I have wished all along, beyond anything else, not so much that we might have a pleasant home, pleasant scenery and circumstances, good society and the like, as that we might have good, holy influences about us, and God’s grace and love within us. And for you, dear George, I did not so much desire the intellectual and other attractions, about which we have talked sometimes, as a dwelling-place among those whom you might train heavenward or who would not be a hindrance in your journey thither. Through this whole affair I know I have thought infinitely more of you than of myself. And if you are happy at the North Pole shan’t I be happy there too? I shall be heartily thankful to see you a pastor with a people to love you. Only I shall be jealous of them.

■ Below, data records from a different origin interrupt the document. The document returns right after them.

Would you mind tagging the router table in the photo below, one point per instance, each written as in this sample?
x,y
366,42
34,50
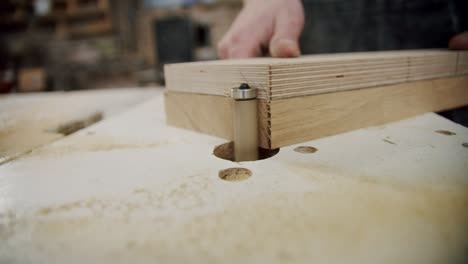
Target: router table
x,y
98,177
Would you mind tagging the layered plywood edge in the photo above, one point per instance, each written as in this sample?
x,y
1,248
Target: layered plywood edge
x,y
305,98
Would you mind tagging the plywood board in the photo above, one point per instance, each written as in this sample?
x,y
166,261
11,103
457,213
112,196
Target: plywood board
x,y
293,120
315,74
132,189
30,121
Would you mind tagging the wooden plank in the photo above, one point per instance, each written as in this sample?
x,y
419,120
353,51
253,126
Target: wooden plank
x,y
294,120
132,189
315,74
30,121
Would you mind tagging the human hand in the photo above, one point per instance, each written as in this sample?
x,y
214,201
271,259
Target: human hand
x,y
272,24
459,41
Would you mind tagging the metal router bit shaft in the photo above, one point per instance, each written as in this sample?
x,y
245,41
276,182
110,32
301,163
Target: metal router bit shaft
x,y
245,123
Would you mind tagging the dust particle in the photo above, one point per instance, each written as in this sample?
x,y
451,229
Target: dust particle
x,y
305,149
389,142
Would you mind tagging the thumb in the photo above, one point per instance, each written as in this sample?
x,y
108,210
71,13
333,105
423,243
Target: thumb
x,y
459,42
285,40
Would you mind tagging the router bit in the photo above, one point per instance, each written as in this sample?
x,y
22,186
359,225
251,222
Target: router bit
x,y
245,123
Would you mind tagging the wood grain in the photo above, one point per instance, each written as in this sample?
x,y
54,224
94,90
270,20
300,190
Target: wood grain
x,y
305,118
293,120
315,74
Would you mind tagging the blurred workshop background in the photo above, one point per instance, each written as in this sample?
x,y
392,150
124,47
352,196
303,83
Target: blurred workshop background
x,y
50,45
55,45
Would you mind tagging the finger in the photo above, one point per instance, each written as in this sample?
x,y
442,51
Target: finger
x,y
288,28
459,42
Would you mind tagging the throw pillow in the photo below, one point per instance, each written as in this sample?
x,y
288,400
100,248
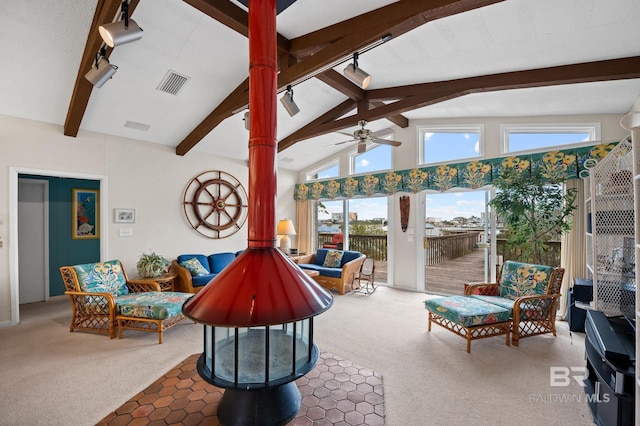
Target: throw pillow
x,y
194,266
333,259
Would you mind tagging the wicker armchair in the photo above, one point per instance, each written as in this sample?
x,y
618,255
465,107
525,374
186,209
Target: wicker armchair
x,y
530,291
103,297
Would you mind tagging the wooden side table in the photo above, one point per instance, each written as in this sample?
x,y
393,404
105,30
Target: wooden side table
x,y
166,281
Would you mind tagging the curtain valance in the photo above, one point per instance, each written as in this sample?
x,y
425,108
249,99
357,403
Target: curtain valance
x,y
556,165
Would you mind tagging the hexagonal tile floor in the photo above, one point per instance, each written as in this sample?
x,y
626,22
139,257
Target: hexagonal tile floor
x,y
335,392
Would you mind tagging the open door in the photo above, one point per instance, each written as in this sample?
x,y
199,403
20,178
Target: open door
x,y
457,233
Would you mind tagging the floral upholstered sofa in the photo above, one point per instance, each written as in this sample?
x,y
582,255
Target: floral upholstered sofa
x,y
103,299
194,271
336,268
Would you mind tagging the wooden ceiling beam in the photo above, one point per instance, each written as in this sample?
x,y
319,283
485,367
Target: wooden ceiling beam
x,y
587,72
106,10
399,17
420,95
236,100
360,33
307,131
232,16
343,85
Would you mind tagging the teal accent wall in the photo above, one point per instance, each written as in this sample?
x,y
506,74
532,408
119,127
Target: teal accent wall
x,y
63,249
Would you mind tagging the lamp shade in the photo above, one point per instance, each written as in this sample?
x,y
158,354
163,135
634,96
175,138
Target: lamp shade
x,y
357,75
98,76
285,227
115,33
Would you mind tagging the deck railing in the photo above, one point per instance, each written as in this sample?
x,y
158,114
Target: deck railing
x,y
441,248
550,257
374,246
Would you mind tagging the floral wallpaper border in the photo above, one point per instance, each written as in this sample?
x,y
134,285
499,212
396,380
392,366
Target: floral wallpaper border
x,y
556,165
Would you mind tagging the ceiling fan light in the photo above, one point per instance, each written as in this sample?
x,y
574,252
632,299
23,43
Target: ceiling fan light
x,y
357,75
115,33
102,73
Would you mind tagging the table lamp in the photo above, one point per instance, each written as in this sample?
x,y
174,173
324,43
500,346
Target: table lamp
x,y
285,228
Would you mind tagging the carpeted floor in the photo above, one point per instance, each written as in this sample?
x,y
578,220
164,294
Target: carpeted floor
x,y
51,377
334,392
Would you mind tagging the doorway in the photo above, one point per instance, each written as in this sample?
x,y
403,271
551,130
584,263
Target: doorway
x,y
457,230
14,255
33,240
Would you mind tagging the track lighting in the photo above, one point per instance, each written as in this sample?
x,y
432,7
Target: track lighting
x,y
246,120
357,75
102,71
120,32
289,104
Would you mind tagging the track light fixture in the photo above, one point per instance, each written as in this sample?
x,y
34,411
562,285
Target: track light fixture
x,y
289,104
246,120
120,32
102,71
356,74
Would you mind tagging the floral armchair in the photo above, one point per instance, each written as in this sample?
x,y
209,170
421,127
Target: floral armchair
x,y
530,291
104,299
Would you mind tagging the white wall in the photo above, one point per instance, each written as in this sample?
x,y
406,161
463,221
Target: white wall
x,y
149,178
406,250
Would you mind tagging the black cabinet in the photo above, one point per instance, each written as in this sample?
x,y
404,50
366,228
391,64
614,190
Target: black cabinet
x,y
582,292
610,381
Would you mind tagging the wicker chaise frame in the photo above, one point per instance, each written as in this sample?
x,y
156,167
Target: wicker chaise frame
x,y
97,311
349,270
472,333
532,315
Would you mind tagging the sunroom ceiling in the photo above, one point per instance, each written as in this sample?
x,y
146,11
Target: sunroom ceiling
x,y
44,41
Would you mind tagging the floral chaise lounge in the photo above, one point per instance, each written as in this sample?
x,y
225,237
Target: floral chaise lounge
x,y
103,299
522,303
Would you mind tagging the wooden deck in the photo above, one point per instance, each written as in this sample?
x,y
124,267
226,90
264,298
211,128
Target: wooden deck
x,y
447,278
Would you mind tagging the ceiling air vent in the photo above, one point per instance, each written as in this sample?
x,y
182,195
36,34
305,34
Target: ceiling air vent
x,y
172,82
137,126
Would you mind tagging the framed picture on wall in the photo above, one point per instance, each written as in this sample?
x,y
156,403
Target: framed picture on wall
x,y
85,214
124,215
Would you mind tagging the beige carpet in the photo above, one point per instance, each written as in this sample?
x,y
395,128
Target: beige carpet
x,y
49,376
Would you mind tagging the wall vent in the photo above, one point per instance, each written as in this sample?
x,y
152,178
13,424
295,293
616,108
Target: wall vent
x,y
172,82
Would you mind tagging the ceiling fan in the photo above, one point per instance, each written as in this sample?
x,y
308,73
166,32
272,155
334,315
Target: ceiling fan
x,y
362,136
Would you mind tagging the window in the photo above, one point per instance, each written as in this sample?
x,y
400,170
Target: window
x,y
517,138
324,172
441,143
376,158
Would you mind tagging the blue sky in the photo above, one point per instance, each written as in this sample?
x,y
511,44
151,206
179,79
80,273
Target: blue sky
x,y
442,147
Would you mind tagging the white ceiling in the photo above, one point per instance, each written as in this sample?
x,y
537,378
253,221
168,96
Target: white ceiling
x,y
42,41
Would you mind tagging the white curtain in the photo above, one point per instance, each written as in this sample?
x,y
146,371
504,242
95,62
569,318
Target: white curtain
x,y
573,255
303,224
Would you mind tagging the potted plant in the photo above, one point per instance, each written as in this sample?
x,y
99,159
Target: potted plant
x,y
535,210
152,265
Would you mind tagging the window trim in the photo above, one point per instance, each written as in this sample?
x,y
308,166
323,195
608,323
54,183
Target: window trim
x,y
593,128
316,170
449,128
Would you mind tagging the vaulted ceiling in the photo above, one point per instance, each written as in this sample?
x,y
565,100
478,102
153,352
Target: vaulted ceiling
x,y
428,59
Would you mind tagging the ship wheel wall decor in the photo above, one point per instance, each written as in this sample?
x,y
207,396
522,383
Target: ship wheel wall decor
x,y
215,204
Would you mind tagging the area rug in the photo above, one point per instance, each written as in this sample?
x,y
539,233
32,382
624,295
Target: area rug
x,y
337,391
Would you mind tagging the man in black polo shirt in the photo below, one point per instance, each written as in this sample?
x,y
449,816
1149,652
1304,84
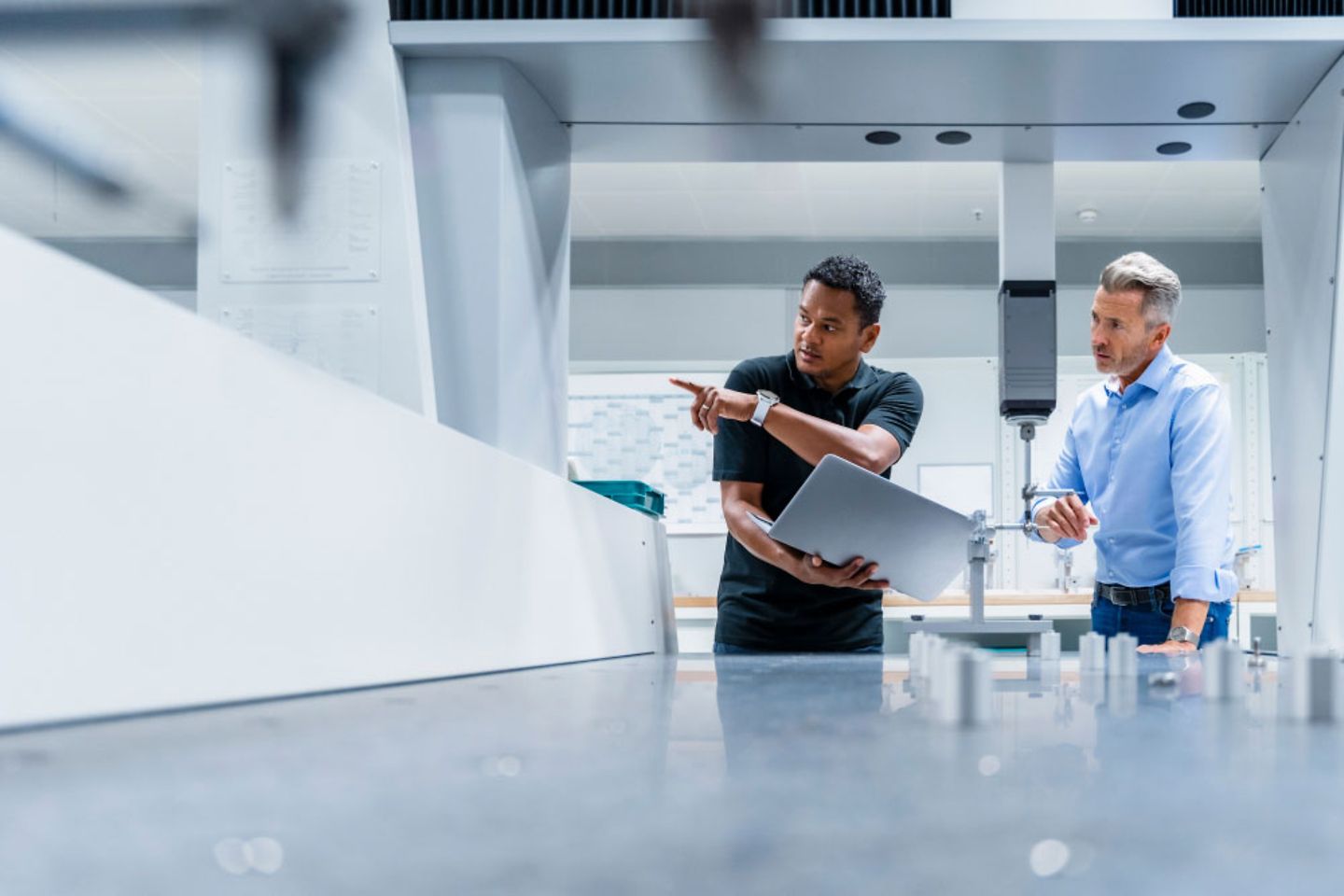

To her friend, Miss Thurston, she writes from New Bedford, April 28th:
I thank you with all my heart for your letter and for the very pretty gift, which I suppose to be the work of your own hands. I can not tell you how inexpressibly dear to me are all the expressions of affection I have received and am receiving from old friends. We have been here ten days, and very happy days they have been to me, notwithstanding I have had to see so many strange faces and to talk to so many new people. And both my sister and Anna tell me that the first months of married life are succeeded by far happier ones still; so I shall go on my way rejoicing. As to what your brother says about disappointment, nobody believes his doctrine better than I do; but life is as full of blessings as it is of disappointments, I conceive, and if we only know how, we may often, out of mere will, get the former instead of the latter. I have had some experience of the “conflict and dismay” of this present evil world; but then I have also had some of its smiles. Neither of these ever made me angry with this life, or in love with it. I believe I am pretty cool and philosophical, but it won’t do for me at this early day to be boasting of what is in me. I shall have to wait till circumstances bring it out. I can only answer for the past and the present—the one having been blessed and gladdened and the other being made happy and cheerful by lover and husband. I’ll tell you truly, as I promised to do, if my heart sings another tune on the 17th of April, 1848. I only hope I shall enter soberly and thankfully on my new life, expecting sunshine and rain, drought and plenty, heat and cold—and adapting myself to alternations contentedly—but who knows? We are boarding at a hotel, which is not over pleasant. However, we have two good rooms and have home things about us. I like to sit at work while Mr. Prentiss writes his sermons and he likes to have me—so, for the present, a study can be dispensed with. In a few weeks we hope to get to housekeeping. I like New Bedford very much.